Exercise is good! There is no doubt to that statement. Can one do too much? Absolutely! In times when one is feeling too good or just being stupid, too much exercise can and will become counterproductive to the original course. But how much is too much and what about all this rhetoric about pushing it to the limits? Do you need to always keep the pedal to the metal so to speak when it comes to exercise or is there a happy medium?
When To Push
In my many years of being a fitness professional, I’m convinced that many have no idea what it means to increase their exercise intensity let alone understand what that means. In simple terms, intensity is simply a term used to describe how hard you’re working. It can be measured subjectively (“Man that kicked my ass!”) to being measured objectively (heart rate, time of rest periods, watts, etc.).
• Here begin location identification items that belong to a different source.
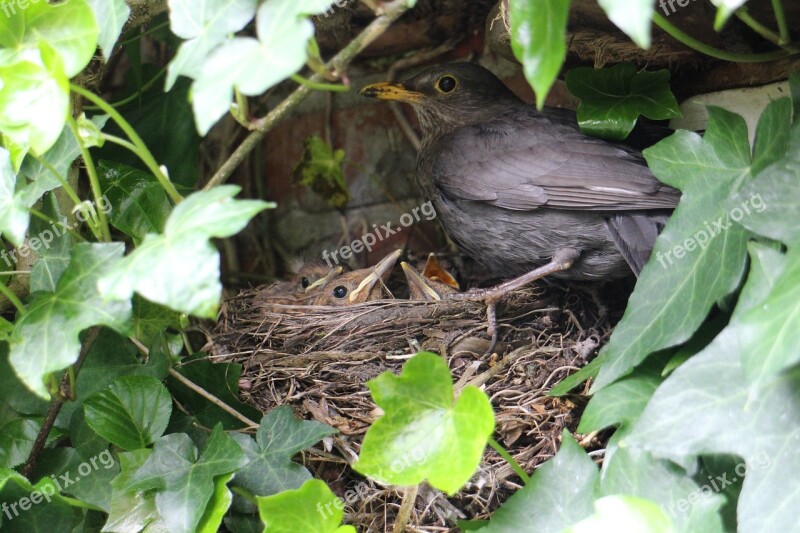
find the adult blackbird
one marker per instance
(524, 191)
(433, 284)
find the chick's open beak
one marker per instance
(391, 91)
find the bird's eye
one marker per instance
(446, 84)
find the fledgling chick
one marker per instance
(358, 286)
(434, 284)
(304, 286)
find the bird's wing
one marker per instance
(527, 162)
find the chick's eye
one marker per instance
(446, 84)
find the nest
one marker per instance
(318, 359)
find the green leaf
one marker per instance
(111, 16)
(180, 269)
(34, 98)
(59, 157)
(560, 493)
(625, 513)
(31, 506)
(424, 433)
(54, 259)
(131, 512)
(636, 472)
(132, 413)
(138, 203)
(68, 27)
(538, 38)
(725, 8)
(702, 246)
(14, 216)
(631, 17)
(772, 195)
(254, 65)
(280, 436)
(320, 169)
(620, 403)
(221, 380)
(183, 478)
(312, 508)
(16, 441)
(218, 505)
(707, 406)
(45, 339)
(613, 98)
(204, 26)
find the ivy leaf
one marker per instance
(45, 339)
(59, 157)
(320, 169)
(14, 216)
(254, 65)
(204, 26)
(702, 245)
(131, 512)
(539, 42)
(221, 380)
(725, 8)
(424, 433)
(631, 17)
(312, 508)
(625, 513)
(180, 268)
(111, 16)
(54, 259)
(68, 27)
(34, 98)
(184, 479)
(613, 98)
(139, 204)
(560, 493)
(52, 510)
(280, 436)
(132, 413)
(778, 186)
(707, 406)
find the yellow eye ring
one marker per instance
(446, 84)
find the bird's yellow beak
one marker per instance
(391, 91)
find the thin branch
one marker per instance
(703, 48)
(336, 65)
(57, 402)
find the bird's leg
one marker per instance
(562, 260)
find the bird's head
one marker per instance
(448, 96)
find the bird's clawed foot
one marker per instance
(562, 260)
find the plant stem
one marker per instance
(56, 404)
(102, 233)
(701, 47)
(9, 294)
(141, 149)
(375, 29)
(135, 95)
(337, 88)
(38, 214)
(510, 460)
(780, 18)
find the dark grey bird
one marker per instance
(524, 191)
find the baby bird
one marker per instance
(434, 284)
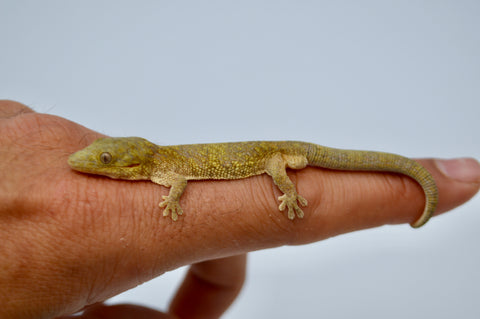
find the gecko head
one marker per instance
(115, 157)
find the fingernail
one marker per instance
(462, 169)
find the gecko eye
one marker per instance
(105, 158)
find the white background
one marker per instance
(397, 76)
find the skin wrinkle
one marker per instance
(158, 244)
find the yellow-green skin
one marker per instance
(135, 158)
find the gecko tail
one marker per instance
(339, 159)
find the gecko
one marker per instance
(135, 158)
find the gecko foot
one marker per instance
(171, 207)
(290, 202)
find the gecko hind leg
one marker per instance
(276, 168)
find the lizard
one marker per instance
(135, 158)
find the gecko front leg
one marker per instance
(276, 168)
(171, 203)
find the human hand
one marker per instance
(70, 240)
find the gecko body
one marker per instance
(135, 158)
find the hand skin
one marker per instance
(68, 241)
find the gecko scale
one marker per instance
(135, 158)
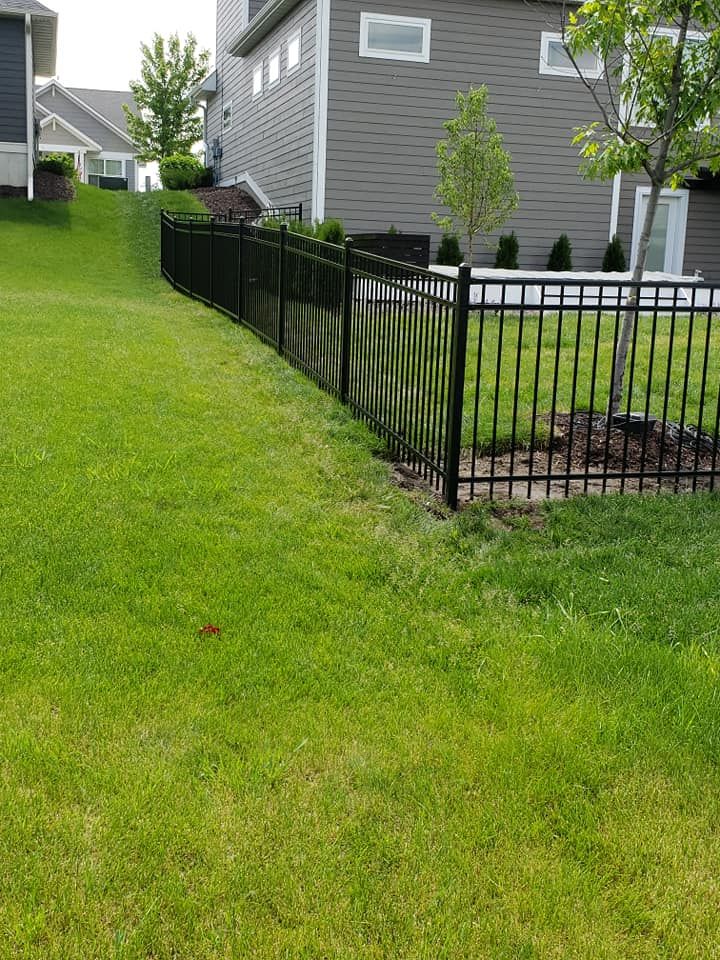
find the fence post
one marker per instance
(241, 268)
(282, 256)
(456, 387)
(347, 323)
(212, 257)
(190, 258)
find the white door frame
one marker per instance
(677, 227)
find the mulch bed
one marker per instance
(222, 200)
(51, 186)
(584, 444)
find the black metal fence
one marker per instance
(495, 388)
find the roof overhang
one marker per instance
(270, 15)
(54, 119)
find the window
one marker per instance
(257, 80)
(394, 38)
(293, 52)
(100, 167)
(554, 59)
(274, 68)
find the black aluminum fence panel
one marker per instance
(541, 373)
(504, 396)
(259, 282)
(225, 272)
(401, 346)
(313, 301)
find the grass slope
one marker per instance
(413, 738)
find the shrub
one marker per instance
(614, 259)
(180, 172)
(561, 254)
(331, 231)
(207, 178)
(449, 253)
(60, 163)
(507, 253)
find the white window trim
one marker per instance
(679, 226)
(275, 54)
(546, 39)
(109, 156)
(258, 68)
(366, 51)
(297, 35)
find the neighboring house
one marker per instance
(338, 104)
(28, 44)
(90, 125)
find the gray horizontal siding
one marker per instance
(79, 118)
(702, 239)
(385, 117)
(272, 136)
(13, 103)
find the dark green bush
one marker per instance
(507, 252)
(449, 253)
(614, 259)
(207, 178)
(561, 254)
(180, 172)
(60, 163)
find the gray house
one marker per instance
(90, 126)
(28, 43)
(339, 104)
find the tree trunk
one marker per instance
(628, 324)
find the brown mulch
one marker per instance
(582, 444)
(222, 200)
(51, 186)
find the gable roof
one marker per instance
(108, 103)
(110, 99)
(44, 24)
(73, 131)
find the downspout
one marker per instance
(30, 107)
(322, 77)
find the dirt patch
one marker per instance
(52, 186)
(225, 200)
(584, 444)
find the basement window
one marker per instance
(293, 52)
(274, 68)
(555, 60)
(257, 80)
(395, 38)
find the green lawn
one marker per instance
(414, 738)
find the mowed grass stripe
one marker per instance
(412, 738)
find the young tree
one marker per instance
(659, 103)
(167, 121)
(475, 180)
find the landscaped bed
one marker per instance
(493, 735)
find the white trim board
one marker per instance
(677, 227)
(322, 80)
(69, 128)
(85, 106)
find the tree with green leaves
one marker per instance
(167, 121)
(658, 102)
(475, 179)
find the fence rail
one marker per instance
(494, 388)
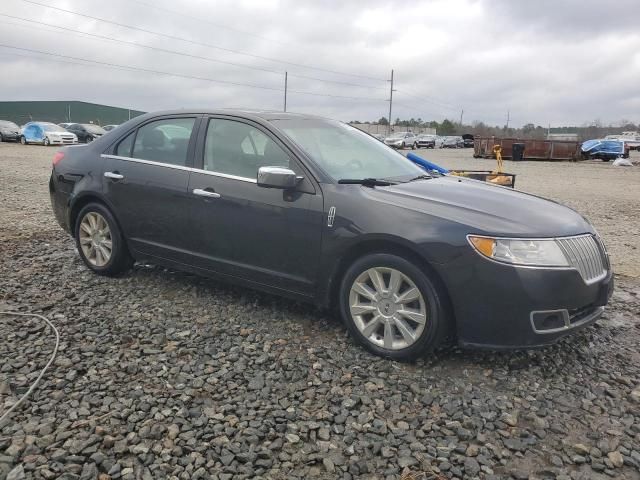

What matters most about intensity is that if you’re someone who exercises regularly expecting some sort of result, you need to have an objective measure of intensity. Whether it’s for health reasons, aesthetics, or performance, at some point you have to push beyond the “comfort zone”, a term used to describe where most find solace in their exercise routine. The issue with “comfort zones” is that nothing happens there. The individual who exercises by just going through the motions falls into this category. Some would say something is better than nothing and while that is only mildly true, most who exercise do have a goal or agenda that will yield something. Going through the motions and not pushing a little more effort is going to yield zero to minimal results. So how much do you push and when do you do it? First, establish a goal. Why do you exercise? Next, establish what it is you wish to accomplish through exercise. Be leaner? Decrease blood pressure? Be stronger? Run faster? Third, determine that your exercise needs are met by the exercises you choose to engage. Once you have established all three, then you can look at how to push and increase your intensity. Maybe it’s five more minutes on the treadmill at a slightly higher speed. Or it’s an increase in reps of a strength training exercise. Or it’s a decrease in time with more work being done. There are simply thousands of ways to push it but it has to be objective and measurable. Then you can truly track and see progress.
When Not To Push
Aside from the obvious, exercising through pain is never a good thing. Pain is your body’s signal that something’s not quite right. But I will also warn you that muscle soreness and pain are not one in the same. How do you know? Well, experience will tell you a lot but most times the complete range of motion of a muscle is not completely inhibited. Being sick is also a good sign to not push it as not all sicknesses require a cessation in an exercise program. There are going to be days that are harder than others and that’s to be expected. Listening to your body is a skill that gets perfected over time – knowing when to take it easy or a day off. When you start to think of every little thing to “skip” or “delay” a workout, chances are good that although the intentions were good initially, they quickly became lost and excuse making becomes the norm. Exercise is a stress; a stress that evolves and adapts. If you don’t evolve, the impact, the positive effect of exercise, becomes lost.